Seit mittlerweile zehn Jahren sind die Parteien in Belgien gesetzlich dazu verpflichtet, ihre Wahlversprechen durchrechnen zu lassen. Diese Aufgabe übernimmt das föderale Planbüro, also die unabhängige öffentliche Einrichtung, die sich auch sonst mit Wirtschaftsprognosen befasst und mit der Analyse von politischen Maßnahmen.
Durch die Analyse der Wahlversprechen sollen den Bürgern auf neutrale und objektive Weise Zahlen an die Hand gegeben werden, mit denen sie dann mit den Politikern in Diskussion und Dialog treten können, erklärt Baudouin Regout, der Leiter des Planbüros, in der RTBF.
Die Hoffnung sei, dass sich alle Akteure der demokratischen Debatte der Zahlen des Planbüros bedienten – und den Wählern so die Entscheidung an der Urne erleichterten. Um wirklich eine qualifizierte Entscheidung treffen zu können, sollten sich besagte Wähler allerdings verschiedene Punkte bewusst machen. Das Planbüro hat nicht alle und nicht die kompletten Wahlprogramme durchgerechnet: Jede im föderalen Parlament vertretene Partei durfte maximal 30 Maßnahmen einreichen.
Gegebenenfalls enthalten die Wahlprogramme also weitere Maßnahmen, die hier nicht mit einberechnet sind, oder Maßnahmen, die die Parteien bisher einfach noch nicht auf den Tisch legen wollten, wie Bart Hertveldt vom Planbüro in der VRT erklärt.
Ein weiterer wichtiger Punkt ist, dass das Planbüro ausschließlich solche Maßnahmen beziffert, die seiner Meinung nach auch zu beziffern sind. Maßnahmen, deren Auswirkungen nicht oder nur sehr schwierig in konkreten Zahlen auszudrücken sind, fallen raus, genauso wie alle Maßnahmen, die nach aktueller Gesetzeslage gegen nationales, europäisches oder internationales Recht verstoßen würden.

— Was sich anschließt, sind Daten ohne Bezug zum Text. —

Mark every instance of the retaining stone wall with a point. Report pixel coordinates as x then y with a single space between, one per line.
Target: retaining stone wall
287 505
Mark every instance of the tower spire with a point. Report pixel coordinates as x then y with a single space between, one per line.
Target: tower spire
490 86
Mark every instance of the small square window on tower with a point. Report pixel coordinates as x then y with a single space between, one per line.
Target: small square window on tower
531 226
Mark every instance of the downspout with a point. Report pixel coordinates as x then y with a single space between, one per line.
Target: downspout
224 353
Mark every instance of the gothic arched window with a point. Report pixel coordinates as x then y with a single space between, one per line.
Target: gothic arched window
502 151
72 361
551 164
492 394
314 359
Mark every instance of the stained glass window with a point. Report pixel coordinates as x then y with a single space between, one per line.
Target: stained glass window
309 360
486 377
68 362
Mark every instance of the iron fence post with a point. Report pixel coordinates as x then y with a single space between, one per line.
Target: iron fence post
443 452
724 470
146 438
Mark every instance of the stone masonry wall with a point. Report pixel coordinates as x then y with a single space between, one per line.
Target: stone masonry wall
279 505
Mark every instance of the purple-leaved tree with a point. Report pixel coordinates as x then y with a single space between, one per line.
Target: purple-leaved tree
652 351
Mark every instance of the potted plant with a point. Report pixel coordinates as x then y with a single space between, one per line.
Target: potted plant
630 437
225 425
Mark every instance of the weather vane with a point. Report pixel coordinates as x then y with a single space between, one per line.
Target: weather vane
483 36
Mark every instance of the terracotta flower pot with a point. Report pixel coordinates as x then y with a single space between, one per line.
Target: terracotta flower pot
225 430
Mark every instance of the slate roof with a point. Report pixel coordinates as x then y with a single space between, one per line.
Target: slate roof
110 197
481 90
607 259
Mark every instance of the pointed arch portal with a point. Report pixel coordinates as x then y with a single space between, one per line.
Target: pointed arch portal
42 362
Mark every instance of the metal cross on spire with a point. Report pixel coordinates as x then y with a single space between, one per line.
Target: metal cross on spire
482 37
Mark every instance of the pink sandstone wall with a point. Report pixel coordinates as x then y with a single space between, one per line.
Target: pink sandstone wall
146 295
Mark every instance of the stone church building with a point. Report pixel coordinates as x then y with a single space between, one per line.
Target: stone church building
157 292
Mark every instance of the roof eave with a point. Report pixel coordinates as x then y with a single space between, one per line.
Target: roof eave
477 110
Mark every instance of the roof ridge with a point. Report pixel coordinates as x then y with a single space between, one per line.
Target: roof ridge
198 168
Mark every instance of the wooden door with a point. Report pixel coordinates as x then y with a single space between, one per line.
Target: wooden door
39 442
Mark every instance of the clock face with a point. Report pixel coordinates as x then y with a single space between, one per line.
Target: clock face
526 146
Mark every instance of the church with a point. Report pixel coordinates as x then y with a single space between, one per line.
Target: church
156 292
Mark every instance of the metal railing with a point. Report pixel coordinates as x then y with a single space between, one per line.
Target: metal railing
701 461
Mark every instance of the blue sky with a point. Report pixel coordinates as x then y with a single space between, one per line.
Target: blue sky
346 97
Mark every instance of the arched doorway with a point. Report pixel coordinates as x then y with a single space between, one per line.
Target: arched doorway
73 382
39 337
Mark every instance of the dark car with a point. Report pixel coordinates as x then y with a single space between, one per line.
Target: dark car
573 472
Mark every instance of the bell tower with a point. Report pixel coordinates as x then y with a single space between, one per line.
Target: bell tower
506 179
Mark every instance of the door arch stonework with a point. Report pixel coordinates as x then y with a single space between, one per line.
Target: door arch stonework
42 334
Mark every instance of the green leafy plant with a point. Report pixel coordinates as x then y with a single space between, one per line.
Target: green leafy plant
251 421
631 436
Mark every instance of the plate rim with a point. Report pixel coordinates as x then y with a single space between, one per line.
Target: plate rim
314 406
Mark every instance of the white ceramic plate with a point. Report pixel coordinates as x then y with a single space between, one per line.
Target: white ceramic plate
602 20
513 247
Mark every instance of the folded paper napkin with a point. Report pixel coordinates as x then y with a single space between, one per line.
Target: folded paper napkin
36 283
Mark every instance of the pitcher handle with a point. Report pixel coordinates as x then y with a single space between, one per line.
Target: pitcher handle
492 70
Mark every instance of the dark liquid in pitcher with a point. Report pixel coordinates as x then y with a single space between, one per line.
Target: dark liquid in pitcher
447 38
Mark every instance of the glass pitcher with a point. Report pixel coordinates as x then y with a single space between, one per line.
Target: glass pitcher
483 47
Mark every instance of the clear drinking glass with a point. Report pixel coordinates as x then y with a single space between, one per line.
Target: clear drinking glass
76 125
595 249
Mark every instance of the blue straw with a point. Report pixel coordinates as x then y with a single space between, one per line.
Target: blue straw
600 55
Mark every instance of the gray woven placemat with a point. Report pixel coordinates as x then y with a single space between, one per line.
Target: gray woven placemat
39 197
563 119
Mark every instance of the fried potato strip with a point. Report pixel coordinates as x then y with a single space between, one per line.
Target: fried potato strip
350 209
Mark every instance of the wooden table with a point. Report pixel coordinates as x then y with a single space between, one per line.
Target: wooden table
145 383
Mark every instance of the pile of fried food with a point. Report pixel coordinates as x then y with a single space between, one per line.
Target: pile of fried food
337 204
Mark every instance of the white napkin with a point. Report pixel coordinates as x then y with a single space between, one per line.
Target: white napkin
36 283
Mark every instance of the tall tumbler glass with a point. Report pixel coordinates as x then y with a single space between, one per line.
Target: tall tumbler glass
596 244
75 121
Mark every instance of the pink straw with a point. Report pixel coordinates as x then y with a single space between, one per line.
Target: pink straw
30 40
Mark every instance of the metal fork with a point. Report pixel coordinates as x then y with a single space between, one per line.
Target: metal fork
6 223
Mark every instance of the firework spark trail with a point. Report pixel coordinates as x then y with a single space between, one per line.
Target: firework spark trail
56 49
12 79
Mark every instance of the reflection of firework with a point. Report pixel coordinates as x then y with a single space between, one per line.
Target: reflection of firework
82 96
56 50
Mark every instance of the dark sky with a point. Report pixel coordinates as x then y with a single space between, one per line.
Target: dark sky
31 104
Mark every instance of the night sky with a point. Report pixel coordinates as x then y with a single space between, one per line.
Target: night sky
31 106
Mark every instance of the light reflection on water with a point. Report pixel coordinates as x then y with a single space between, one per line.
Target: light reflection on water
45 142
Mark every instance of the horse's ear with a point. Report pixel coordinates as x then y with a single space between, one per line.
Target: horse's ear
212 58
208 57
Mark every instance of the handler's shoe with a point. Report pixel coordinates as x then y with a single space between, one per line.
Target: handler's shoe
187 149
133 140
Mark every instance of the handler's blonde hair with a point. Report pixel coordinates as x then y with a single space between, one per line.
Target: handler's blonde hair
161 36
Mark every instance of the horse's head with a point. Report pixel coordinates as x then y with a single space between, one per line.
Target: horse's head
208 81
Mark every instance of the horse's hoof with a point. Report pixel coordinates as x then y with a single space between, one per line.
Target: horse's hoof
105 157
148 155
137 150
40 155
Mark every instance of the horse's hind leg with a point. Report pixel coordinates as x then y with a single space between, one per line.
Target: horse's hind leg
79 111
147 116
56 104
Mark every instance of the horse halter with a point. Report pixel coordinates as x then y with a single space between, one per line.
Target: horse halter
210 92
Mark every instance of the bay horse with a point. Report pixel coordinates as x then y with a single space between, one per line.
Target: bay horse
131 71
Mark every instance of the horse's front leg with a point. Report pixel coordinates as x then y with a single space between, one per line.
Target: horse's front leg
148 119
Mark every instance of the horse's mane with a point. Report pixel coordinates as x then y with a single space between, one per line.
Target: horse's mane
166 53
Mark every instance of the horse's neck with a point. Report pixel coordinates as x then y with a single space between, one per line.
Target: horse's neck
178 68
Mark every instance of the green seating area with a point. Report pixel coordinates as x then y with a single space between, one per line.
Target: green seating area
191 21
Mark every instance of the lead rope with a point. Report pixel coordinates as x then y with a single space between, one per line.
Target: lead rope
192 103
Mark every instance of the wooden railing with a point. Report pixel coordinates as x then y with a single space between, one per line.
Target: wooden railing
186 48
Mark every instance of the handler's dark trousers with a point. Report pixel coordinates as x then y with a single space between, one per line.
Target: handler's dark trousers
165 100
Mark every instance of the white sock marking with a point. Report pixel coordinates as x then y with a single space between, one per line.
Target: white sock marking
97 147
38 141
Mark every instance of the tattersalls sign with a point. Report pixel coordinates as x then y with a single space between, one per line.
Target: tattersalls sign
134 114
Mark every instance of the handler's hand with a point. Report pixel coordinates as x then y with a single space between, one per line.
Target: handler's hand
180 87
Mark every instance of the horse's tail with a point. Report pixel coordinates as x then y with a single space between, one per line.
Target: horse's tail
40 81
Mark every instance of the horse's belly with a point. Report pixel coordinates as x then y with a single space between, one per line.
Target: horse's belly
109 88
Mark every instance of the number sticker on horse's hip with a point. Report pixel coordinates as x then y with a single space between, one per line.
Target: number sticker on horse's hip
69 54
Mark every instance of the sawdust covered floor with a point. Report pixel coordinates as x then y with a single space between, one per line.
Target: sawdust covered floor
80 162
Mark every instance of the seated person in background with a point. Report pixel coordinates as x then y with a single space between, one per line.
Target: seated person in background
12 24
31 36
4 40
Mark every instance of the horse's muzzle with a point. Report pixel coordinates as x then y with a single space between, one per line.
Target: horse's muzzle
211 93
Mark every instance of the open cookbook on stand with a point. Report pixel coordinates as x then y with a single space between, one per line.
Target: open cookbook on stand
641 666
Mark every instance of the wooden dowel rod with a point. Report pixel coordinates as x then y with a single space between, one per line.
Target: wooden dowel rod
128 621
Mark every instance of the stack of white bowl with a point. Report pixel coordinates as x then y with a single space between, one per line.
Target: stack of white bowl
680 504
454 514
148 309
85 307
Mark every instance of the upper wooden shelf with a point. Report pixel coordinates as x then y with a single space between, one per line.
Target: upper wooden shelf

Diese beiden Einschränkungen haben dazu geführt, dass bestimmte Wahlversprechen des rechtsextremen Vlaams Belang und der linksextremen PTB ebenfalls nicht berücksichtigt worden sind. Deswegen haben beide Parteien bereits im Vorfeld die Berechnungen des Planbüros abgelehnt.
Insgesamt ist das Planbüro aber sehr zufrieden, was die Vorbereitung der Maßnahmen-Dossiers durch die Parteien angeht, wie Hertveldt betont: Die Entwicklung gehe in die richtige Richtung, man müsse von einer klaren Verbesserung sprechen im Vergleich zur ersten Wahlversprechen-Analyse von 2019. Die aktuelle Analyse sei also sicher realistischer als beim letzten Mal.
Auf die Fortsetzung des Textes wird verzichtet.